"Charles Stross - The Boys" - читать интересную книгу автора (Stross Charles)

The Boys
Charles Stross
The boys scuttled over the concrete slab like cockroaches, exoskeletons a dull
bronze in the orange glare that passed for daylight. A dense mist concealed rocks and ankles
and a corpse. The roar of a police carrier echoed through the trees, a pulsing racket of
authority: the boys didn't care. By the time the patrol arrived the corpse was brain dead,
stripped of eyes and kidneys and viscera as well as bionics. The boys had left their
incestuous joke with the corpse; a noose.
Darkness descended on the area, a protective screen for the armoured hovercraft as
it swept through the gap in the forest, cruising slowly between fungus-streaked biomass
modules. Among the video surfaces that lined the cabin the Hunter sat bolt upright; her
screens scintillated as she focussed on the partially-dismembered cadaver.

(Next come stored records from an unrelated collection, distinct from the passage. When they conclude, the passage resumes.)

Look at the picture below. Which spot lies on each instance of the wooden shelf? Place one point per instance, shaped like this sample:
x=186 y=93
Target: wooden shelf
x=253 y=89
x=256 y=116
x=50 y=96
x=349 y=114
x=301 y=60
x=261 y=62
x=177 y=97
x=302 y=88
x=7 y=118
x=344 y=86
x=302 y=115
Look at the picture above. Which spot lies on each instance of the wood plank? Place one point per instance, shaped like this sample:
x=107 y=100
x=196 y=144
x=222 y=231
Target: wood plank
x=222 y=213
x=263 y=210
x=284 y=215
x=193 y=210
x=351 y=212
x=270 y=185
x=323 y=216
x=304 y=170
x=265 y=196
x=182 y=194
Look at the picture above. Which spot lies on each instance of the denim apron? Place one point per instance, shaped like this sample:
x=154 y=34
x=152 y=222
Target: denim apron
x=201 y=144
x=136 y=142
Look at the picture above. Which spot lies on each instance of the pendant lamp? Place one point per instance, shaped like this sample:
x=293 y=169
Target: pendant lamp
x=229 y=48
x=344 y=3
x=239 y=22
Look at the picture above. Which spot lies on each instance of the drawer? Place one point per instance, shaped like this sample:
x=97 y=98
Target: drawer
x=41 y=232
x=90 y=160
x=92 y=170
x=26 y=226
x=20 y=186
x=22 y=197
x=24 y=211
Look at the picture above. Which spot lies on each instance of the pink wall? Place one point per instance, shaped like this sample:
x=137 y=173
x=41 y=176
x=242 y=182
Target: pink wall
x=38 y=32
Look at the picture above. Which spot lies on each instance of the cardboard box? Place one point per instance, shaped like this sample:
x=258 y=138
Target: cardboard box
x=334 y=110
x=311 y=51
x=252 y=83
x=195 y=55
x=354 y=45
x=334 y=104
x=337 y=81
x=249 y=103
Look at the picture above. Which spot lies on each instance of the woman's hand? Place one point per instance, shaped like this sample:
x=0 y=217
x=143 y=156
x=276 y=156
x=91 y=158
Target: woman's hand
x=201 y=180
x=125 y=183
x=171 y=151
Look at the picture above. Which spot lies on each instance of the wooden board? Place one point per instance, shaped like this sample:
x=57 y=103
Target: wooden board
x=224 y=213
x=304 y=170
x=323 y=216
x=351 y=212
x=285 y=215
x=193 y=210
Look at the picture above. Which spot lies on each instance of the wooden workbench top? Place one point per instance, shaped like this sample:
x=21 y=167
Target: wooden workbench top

"Boys; He's been dead for half an hour." The constables flinched and whined; she
noticed them and moderated her voice. They were sensitive units, too valuable to waste.
"Nothing here," she told the autopilot. "Get the skull, then take us home."
The small noises of relief were drowned out by the roar of the fans. Some of the
cyborged dogs muttered and scratched their implants as the carrier turned and rumbled back
towards the castle. In the wake of the hovercraft the cobblestones were darker than before,
by an increment of congealing blood.
The castle, a cube with edges a kilometer long, shone with an ominous red glow that
filtered through the grime of centuries. The degenerate bioforms of the landscape twisted
away from the laser-veined monolith of lunar basalt; nerve-trees bubbled into fatty shapes
and acanthopods bristled as they crept past. The clouds above it reflected a red glow,
megawatts of energy expended in a display of power. The ceiling of the world, a continuation
of the floor, hung thirty kilometers overhead, masked by clouds: cylindrical storms and spiral
winds induced by convection from the algae-fogged solar windows were the predominant
weather pattern. The world existed in a soyuz-shell; TransLunar Seven, the Islamic
Revolutionary Shogunate, had seen better days.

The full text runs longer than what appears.